A paired samples t-test was conducted to investigate this further and evaluate the impact of the ICP on cancer and non-cancer registrations in 2011, using the ratio of cancer deaths on the palliative care register to total cancer deaths and the ratio of non-cancer deaths on the palliative care register to total non-cancer deaths. A significant difference between cancer and non-cancer registrations was identified (t(13) = 8.78, p.001). There were significantly more cancer palliative care registrations (M = 0.78, SD = 0.06) than non-cancer palliative care registrations (M = 0.25, SD = 0.16) in 2011 across all fourteen practices. This highlights that there are significantly more cancer patients than non-cancer patients being put onto the palliative care register.

Mechanism: Stress when registering a non-cancer patient FG3 highlighted that health care professionals find registering non-cancer patients difficult.
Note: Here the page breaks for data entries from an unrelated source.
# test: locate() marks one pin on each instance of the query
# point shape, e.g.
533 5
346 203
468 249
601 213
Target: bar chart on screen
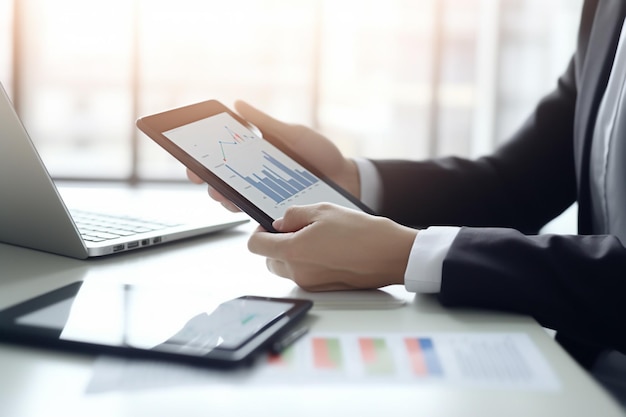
276 180
262 173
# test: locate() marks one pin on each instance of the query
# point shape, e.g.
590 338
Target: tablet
224 150
152 322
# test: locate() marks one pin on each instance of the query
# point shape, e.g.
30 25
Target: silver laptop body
33 214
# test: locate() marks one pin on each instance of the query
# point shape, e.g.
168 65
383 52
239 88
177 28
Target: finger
268 244
277 267
271 127
296 218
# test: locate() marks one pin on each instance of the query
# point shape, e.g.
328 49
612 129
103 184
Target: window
382 78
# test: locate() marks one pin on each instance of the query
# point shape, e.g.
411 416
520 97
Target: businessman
466 229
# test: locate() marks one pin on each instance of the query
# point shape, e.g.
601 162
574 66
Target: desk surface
35 382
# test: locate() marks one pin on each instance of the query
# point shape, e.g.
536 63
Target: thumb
271 128
295 218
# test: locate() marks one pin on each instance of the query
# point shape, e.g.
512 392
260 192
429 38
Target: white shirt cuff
371 183
423 271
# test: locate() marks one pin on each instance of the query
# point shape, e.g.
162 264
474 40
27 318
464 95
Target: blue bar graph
278 181
430 356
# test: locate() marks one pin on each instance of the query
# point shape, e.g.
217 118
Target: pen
283 343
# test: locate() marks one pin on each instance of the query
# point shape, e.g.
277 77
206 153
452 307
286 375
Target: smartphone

This is due to the non-predictable trajectory of non-cancer illnesses, the difficulty in considering non-cancer patients as appropriate for palliative care and the lack of health care professionals’ involvement in treating progressive symptoms.

GP4 (FG3): I think, erm the other things as well, historically with cancer patients rather than with non-cancer patient’s we’ve been more actively involved in proactively managing symptoms as they’re reaching end-of-life. Whereas in a lot of the non-cancer deaths we might have been possibly, for example, more frequently treating infections but often it’s a gradual slide with a lot more intervention on our part necessarily, and I think the same goes for the nurses as well.” GP5 (FG3): “You’re acknowledging that they’re declining but you’re not necessarily actively doing a lot more for the symptomology… You don’t necessarily understand the pain that they’re feeling like you would with bone mets in the spine (in cancer).” GPs 4 and 5 explained how they felt that this lack of experience in treating the symptoms of non-cancer patients as they approach end-of-life, and the context of non-cancer patients’ unpredictable illness trajectory led to stress when deciding whether to put non-cancer patients on the palliative care register.
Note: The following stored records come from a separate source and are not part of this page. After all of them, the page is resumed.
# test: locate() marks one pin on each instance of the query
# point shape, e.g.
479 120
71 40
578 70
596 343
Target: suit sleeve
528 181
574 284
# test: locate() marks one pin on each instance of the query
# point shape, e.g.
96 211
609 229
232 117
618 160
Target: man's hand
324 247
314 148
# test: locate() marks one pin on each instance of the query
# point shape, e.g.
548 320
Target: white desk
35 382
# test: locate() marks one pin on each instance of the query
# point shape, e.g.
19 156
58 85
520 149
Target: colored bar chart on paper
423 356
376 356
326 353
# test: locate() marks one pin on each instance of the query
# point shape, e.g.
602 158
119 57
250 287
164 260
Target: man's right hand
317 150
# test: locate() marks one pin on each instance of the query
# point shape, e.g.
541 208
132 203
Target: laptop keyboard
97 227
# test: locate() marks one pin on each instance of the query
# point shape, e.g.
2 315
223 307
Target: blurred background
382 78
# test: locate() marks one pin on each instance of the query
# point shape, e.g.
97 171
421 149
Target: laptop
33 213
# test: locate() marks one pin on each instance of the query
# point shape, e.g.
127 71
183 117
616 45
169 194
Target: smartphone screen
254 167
GP5 (FG3): Err, so how do you make choices? So I make choices and then they come off the board.” GP4 (FG3): “There is stress with non-cancer registrations. With a cancer diagnosis you have a fixed underlying illness I think haven’t you? That the family are aware of and recognise that their relatives generally going downhill. But with a non-cancer diagnosis you know they might have had heart failure for years and years and years and yes they’re getting a bit worse but they’ve had this diagnosis for years whereas with cancer, quite often, there’s the downhill trend.

A stressful decision like this would mean that health care professionals’ confidence about the decision is low. Low confidence in a decision would mean that they are less likely to register a non-cancer patient.

GP5 (FG3): “But I still find it difficult in my head because there’s a blip, you’re just not as confident in putting someone on the board when they’re non cancer than you are if they’re cancer.